A: If you want to see how much battery you have left, go to **Start **> **Settings **> **Devices **> **Bluetooth & other devices **, then find your pen. The current battery level will appear under the battery icon.
For information on confident scores add the following print statements:
print("Q: {}".format(question))
print("A: {}".format(output.answers[0].answer))
print("Confidence Score: {}".format(output.answers[0].confidence)) # add this line
You receive a result with a confidence score:
Q: How much battery life do I have left?
A: If you want to see how much battery you have left, go to **Start **> **Settings **> **Devices **> **Bluetooth & other devices **, then find your pen. The current battery level will appear under the battery icon.
Confidence Score: 0.9185
Consider the confidence score as a percentage by multiplying it by 100. For example, a confidence score of 0.9185 indicates that the custom question-answering system is 91.85% confident that its response is correct based on the project information.
If you want to exclude answers where the confidence score falls below a certain threshold, you can modify the AnswerOptions to add the confidence_threshold
parameter.
output = client.get_answers(
confidence_threshold = 0.95, #add this line
question = question,
project_name=knowledge_base_project,
deployment_name=deployment
)
Since we know from our previous execution of the code that our confidence score is: .9185
setting the threshold to .95
results in the default answer being returned.
Q: How much battery life do I have left?
A: No good match found in KB
Confidence Score: 0.0
Query text without a project
You can also use custom question answering without a project with get_answers_from_text.

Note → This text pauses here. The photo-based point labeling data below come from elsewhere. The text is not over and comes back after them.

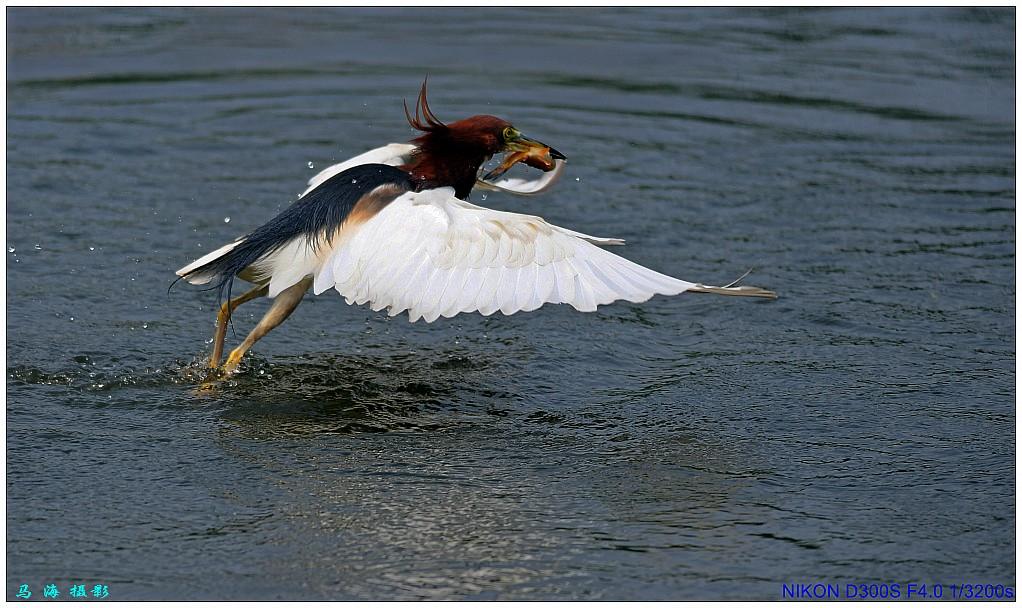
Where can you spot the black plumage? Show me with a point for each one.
(316, 217)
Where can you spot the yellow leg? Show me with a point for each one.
(224, 316)
(282, 307)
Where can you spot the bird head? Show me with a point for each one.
(461, 147)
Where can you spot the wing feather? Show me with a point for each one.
(435, 255)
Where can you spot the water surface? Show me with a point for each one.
(858, 429)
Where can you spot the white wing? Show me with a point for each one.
(433, 254)
(400, 153)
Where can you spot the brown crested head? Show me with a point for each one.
(450, 154)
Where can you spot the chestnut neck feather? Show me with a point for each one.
(440, 160)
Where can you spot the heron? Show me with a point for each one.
(393, 229)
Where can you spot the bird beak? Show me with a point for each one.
(531, 152)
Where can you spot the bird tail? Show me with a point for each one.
(733, 288)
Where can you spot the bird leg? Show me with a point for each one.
(282, 307)
(224, 316)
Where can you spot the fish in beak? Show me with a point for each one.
(528, 151)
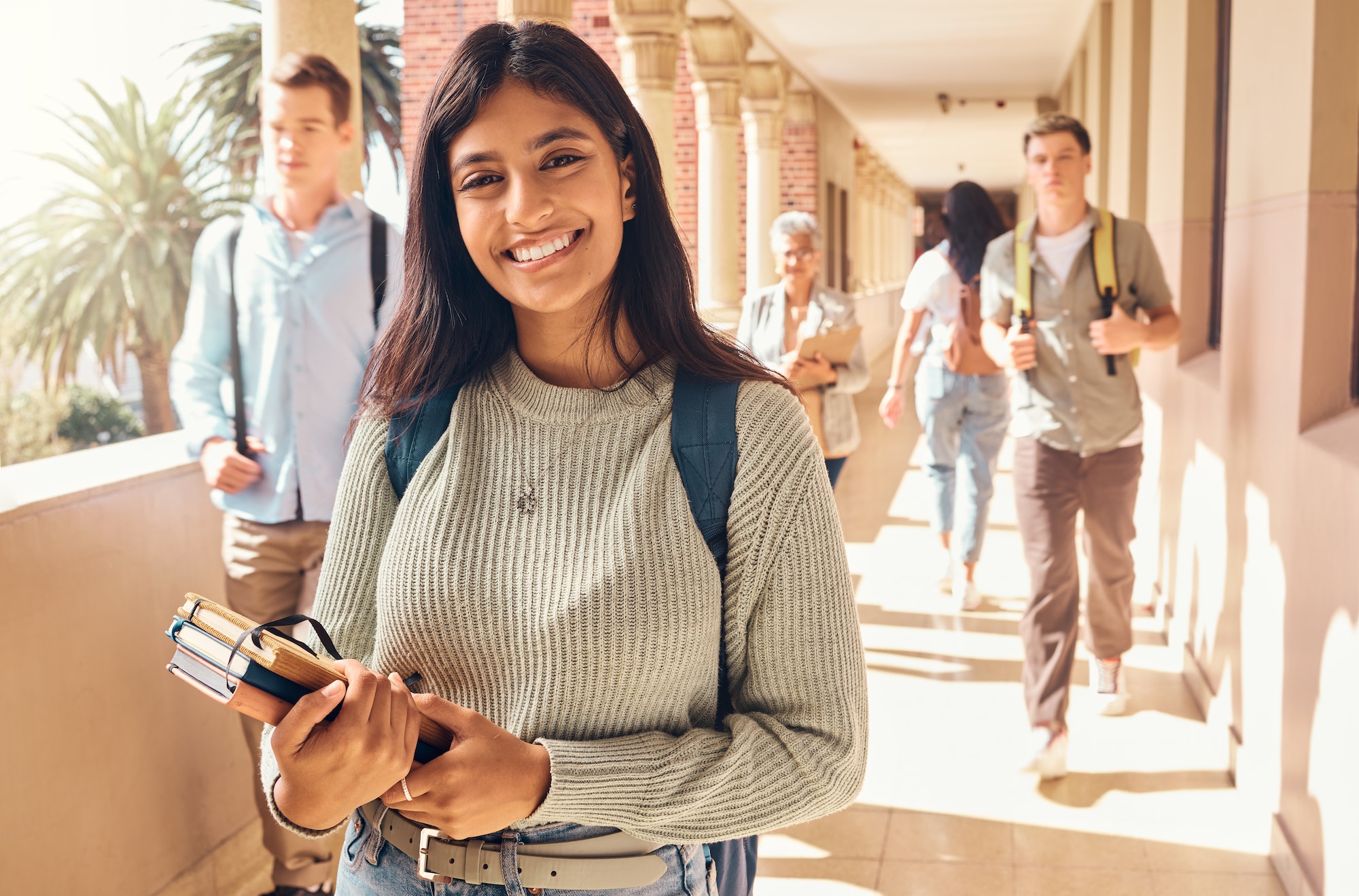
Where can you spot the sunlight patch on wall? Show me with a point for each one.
(1334, 774)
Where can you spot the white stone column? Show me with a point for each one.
(649, 49)
(516, 11)
(860, 232)
(327, 29)
(717, 57)
(762, 113)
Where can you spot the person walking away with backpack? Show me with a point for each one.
(777, 319)
(1069, 296)
(285, 307)
(961, 394)
(582, 518)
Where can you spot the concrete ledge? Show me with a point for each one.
(40, 485)
(1286, 863)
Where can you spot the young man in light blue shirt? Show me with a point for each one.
(308, 318)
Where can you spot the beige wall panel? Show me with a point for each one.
(1099, 37)
(1335, 111)
(836, 162)
(1167, 125)
(1270, 99)
(147, 774)
(1130, 58)
(1330, 310)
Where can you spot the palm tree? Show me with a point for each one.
(229, 76)
(108, 258)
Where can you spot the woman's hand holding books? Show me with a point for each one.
(327, 769)
(487, 781)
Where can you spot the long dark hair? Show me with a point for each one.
(974, 220)
(452, 323)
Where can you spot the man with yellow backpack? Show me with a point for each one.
(1069, 298)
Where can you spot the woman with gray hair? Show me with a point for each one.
(777, 319)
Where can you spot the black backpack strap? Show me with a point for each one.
(414, 432)
(237, 375)
(703, 443)
(378, 264)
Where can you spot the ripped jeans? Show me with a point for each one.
(372, 867)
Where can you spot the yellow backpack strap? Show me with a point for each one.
(1107, 269)
(1024, 273)
(1107, 272)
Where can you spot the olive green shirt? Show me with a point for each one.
(1069, 401)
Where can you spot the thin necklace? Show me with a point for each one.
(527, 499)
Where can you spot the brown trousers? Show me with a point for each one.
(1051, 488)
(272, 573)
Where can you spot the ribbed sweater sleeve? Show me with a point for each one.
(346, 592)
(796, 746)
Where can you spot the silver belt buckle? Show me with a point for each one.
(423, 861)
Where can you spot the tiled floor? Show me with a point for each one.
(1148, 808)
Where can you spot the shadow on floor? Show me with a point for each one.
(1085, 789)
(952, 621)
(892, 850)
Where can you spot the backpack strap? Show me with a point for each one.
(414, 432)
(378, 264)
(239, 386)
(703, 443)
(1024, 273)
(1107, 273)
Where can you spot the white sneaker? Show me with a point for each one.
(1111, 686)
(967, 594)
(1047, 754)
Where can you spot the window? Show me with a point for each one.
(1220, 173)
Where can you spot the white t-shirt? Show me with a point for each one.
(297, 240)
(1059, 253)
(933, 287)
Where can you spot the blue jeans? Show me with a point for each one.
(372, 867)
(966, 420)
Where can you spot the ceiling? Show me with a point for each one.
(884, 62)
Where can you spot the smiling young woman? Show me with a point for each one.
(543, 571)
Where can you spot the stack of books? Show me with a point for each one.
(262, 681)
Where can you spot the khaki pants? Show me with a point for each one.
(272, 573)
(1051, 488)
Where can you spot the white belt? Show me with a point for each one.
(614, 861)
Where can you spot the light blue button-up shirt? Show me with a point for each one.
(306, 333)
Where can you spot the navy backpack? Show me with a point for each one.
(703, 443)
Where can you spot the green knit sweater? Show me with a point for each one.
(592, 625)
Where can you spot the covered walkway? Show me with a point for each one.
(1148, 807)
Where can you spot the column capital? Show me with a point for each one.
(766, 86)
(648, 16)
(513, 11)
(801, 107)
(718, 48)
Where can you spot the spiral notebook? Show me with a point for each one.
(258, 670)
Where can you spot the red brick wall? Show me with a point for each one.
(798, 187)
(433, 34)
(430, 37)
(687, 155)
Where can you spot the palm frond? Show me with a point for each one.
(107, 259)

In this case, you provide custom question answering with both a question and the associated text records you would like to search for an answer at the time the request is sent.
For this example, you only need to modify the variables for endpoint
and credential
.
import os
from azure.core.credentials import AzureKeyCredential
from azure.ai.language.questionanswering import QuestionAnsweringClient
from azure.ai.language.questionanswering import models as qna
endpoint = "https://{YOUR-ENDPOINT}.cognitiveservices.azure.com/"
credential = AzureKeyCredential("YOUR-LANGUAGE-RESOURCE-KEY")
def main():
client = QuestionAnsweringClient(endpoint, credential)
with client:
question="How long does it takes to charge a surface?"
input = qna.AnswersFromTextOptions(
question=question,
text_documents=[
"Power and charging. It takes two to four hours to charge the Surface Pro 4 battery fully from an empty state. " +
"It can take longer if you're using your Surface for power-intensive activities like gaming or video streaming while you're charging it.",
"You can use the USB port on your Surface Pro 4 power supply to charge other devices, like a phone, while your Surface charges. " +
"The USB port on the power supply is only for charging, not for data transfer. If you want to use a USB device, plug it into the USB port on your Surface.",
]
)
output = client.get_answers_from_text(input)
best_answer = [a for a in output.answers if a.confidence > 0.9][0]
print(u"Q: {}".format(input.question))
print(u"A: {}".format(best_answer.answer))
print("Confidence Score: {}".format(output.answers[0].confidence))
if __name__ == '__main__':
main()
You can copy this code into a dedicated .py file or into a new cell in Jupyter Notebook/Lab. This example returns a result of:
Q: How long does it takes to charge surface?
A: Power and charging. It takes two to four hours to charge the Surface Pro 4 battery fully from an empty state. It can take longer if you're using your Surface for power-intensive activities like gaming or video streaming while you're charging it.
Confidence Score: 0.9254655838012695
In this case, we iterate through all responses and only return the response with the highest confidence score that is greater than 0.9. To understand more about the options available with get_answers_from_text, review the AnswersFromTextOptions parameters.
Clean up resources
To clean up and remove an Azure AI resource, you can delete either the individual resource or the entire resource group. If you delete the resource group, all resources contained within are also deleted.